In our view, a significant benefit of using a dedicated currency manager is that they can be responsible for managing all currency risk at the overall portfolio level, after working out the net currency exposures from the full underlying list of international asset exposures. This type of approach should be expected to lead to more comprehensive and efficient currency hedging as well as more efficient management of the collateral pool.
The overall fees charged by currency-hedged share classes can be high and not transparent
A currency-hedged share class can be both expensive and opaque. Indeed, we have observed that these types of structures can charge 1bp to 2bp more than currency managers typically charge. Furthermore, as neither management fees nor trading costs are clearly monitored, there is a notable risk of non-competitive trading costs. Our experience is that a dedicated currency manager can offer transparency and achieve lower transaction
costs through curated trading relationships when compared to fund structures.
Currency-hedged share classes can often experience significant performance drag relative to their benchmarks
To demonstrate these hidden costs, we analyse a simple US Equity fund (an exchange-traded fund, or ETF), which has an AUD (unhedged) and an AUD hedged share class.
Considerable care has been taken to select a fund for which we can reasonably isolate the differences in observed returns from currency hedging. However, as we will illustrate below, there may be other additional factors which are not visible or fully transparent to investors allocating to share classes.
Figure 1 below shows the impact of passively hedging USD back to AUD – the ‘Insight Benchmark’. This assumes hedging using one month forwards with no management fees, adjusted for a conservative 10 per cent cash collateral pool with a 0 per cent yield alongside transaction costs in line with our historical execution. The ‘Hedged Share Class’ line shows the actual difference in historical returns between the unhedged share class and the hedged share class of the fund.

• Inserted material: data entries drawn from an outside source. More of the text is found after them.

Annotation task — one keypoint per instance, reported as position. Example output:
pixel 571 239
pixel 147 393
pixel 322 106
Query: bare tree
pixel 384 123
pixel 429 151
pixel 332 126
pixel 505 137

The fluctuation in both lines primarily reflects the impact of hedging the underlying USD risk of the assets.
However, the difference between the two shows there has been persistent underperformance from share-class currency hedging relative to a standard passive approach. In the example, between January 2018 and August 2025, the performance drag was approximately 87bps per annum above what could have been achieved by passive
currency hedging by a currency manager.
So, an investor who outsourced currency hedging at the fund level may have experienced additional performance drag relative to the benchmark, which was material and potentially unexpected, as the mechanics of a currency-hedged share class are largely invisible.
This performance drag could be due to additional management fees associated with currency hedging, bid-offer execution costs, and/or a relatively mechanistic currency- hedging approach employed by many passive managers with patterns known across the market (and potentially easy to anticipate). In the arena of passive investments, it is particularly ironic to note how much focus is given to tracking error, yet how silent nearly all parties are regarding the comparatively large frictional costs of currency-hedged share classes.
Conclusion
Investing in currency-hedged share classes to manage currency risk stemming from international investments may seem efficient and cost-effective, but our analysis shows that this may not be the case. As can be seen above, the ‘hidden costs’ of a hedged share class can be as high as 87bp per annum.
We believe a better approach to currency risk is to employ a specialist currency manager; one that can implement a bespoke currency program which will be more effective and cost efficient and will provide the investor full transparency on all costs.
Francesca Fornasari is head of currency solutions at Insight Investment.